Dutch Title Case

Dutch sentence-style titles: first word and proper nouns capitalised

Convert titles and headings to correct Dutch capitalisation, where only the first word and proper nouns take a capital and articles, prepositions, and common nouns stay lowercase. Handles the Dutch IJ digraph and a custom proper-noun list. Runs in your browser.

How does Dutch capitalise titles?

Dutch uses sentence-style capitalisation for titles: only the first word and any proper nouns get a capital letter. Articles like de and het, prepositions like van and op, conjunctions like en, and ordinary nouns all stay lowercase in the middle of a title, unlike English headline case.

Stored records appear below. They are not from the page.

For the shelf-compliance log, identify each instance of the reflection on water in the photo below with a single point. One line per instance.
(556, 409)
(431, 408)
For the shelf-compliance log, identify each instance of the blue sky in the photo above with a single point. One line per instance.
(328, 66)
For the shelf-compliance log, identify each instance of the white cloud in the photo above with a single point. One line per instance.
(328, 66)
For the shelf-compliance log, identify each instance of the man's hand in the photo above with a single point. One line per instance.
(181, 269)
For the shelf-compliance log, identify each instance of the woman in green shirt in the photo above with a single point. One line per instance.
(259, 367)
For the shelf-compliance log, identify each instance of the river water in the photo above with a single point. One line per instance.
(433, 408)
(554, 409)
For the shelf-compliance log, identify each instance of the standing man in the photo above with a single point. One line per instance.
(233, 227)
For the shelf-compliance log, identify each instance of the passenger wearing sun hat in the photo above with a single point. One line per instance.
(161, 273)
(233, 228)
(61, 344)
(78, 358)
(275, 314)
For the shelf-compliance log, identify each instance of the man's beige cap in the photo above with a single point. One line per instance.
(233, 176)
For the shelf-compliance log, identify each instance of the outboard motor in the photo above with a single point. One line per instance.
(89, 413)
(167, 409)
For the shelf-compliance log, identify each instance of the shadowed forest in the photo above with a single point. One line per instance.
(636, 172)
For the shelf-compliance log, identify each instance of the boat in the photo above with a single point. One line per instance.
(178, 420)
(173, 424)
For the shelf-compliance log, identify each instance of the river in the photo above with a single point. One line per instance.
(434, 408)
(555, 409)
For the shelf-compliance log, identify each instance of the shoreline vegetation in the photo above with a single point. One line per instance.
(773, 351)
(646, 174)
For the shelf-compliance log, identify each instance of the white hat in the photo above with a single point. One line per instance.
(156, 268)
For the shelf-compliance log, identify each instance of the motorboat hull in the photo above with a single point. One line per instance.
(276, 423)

This tool converts a Dutch title or heading to correct Dutch capitalisation. Dutch does not use English-style headline case where almost every word is capitalised. Instead it uses sentence case, and getting that right makes titles look native rather than translated.

How it works

The tool lowercases the title and then capitalises only two things: the first word, and any word identified as a proper noun. Everything else — articles, prepositions, conjunctions, and common nouns — stays lowercase:

de reis naar ijsland en terug  ->  De reis naar IJsland en terug

Notice two details in that example. The first word de is capitalised because it leads the title. And ijsland becomes IJsland: the Dutch digraph ij is one letter, so both characters capitalise together. Proper nouns are detected either from a custom list you provide or by preserving words you already typed with a capital.

Tips and example

Add place names, brand names, and people’s names to the proper-noun list so they survive the lowercasing, for example Amsterdam or Nederland. Keep the preserve-capitals option on if you have already capitalised names correctly in your draft. If you turn that option off, every mid-title word lowercases unless it is in your list, which is useful for cleaning up text that was wrongly title-cased in English style.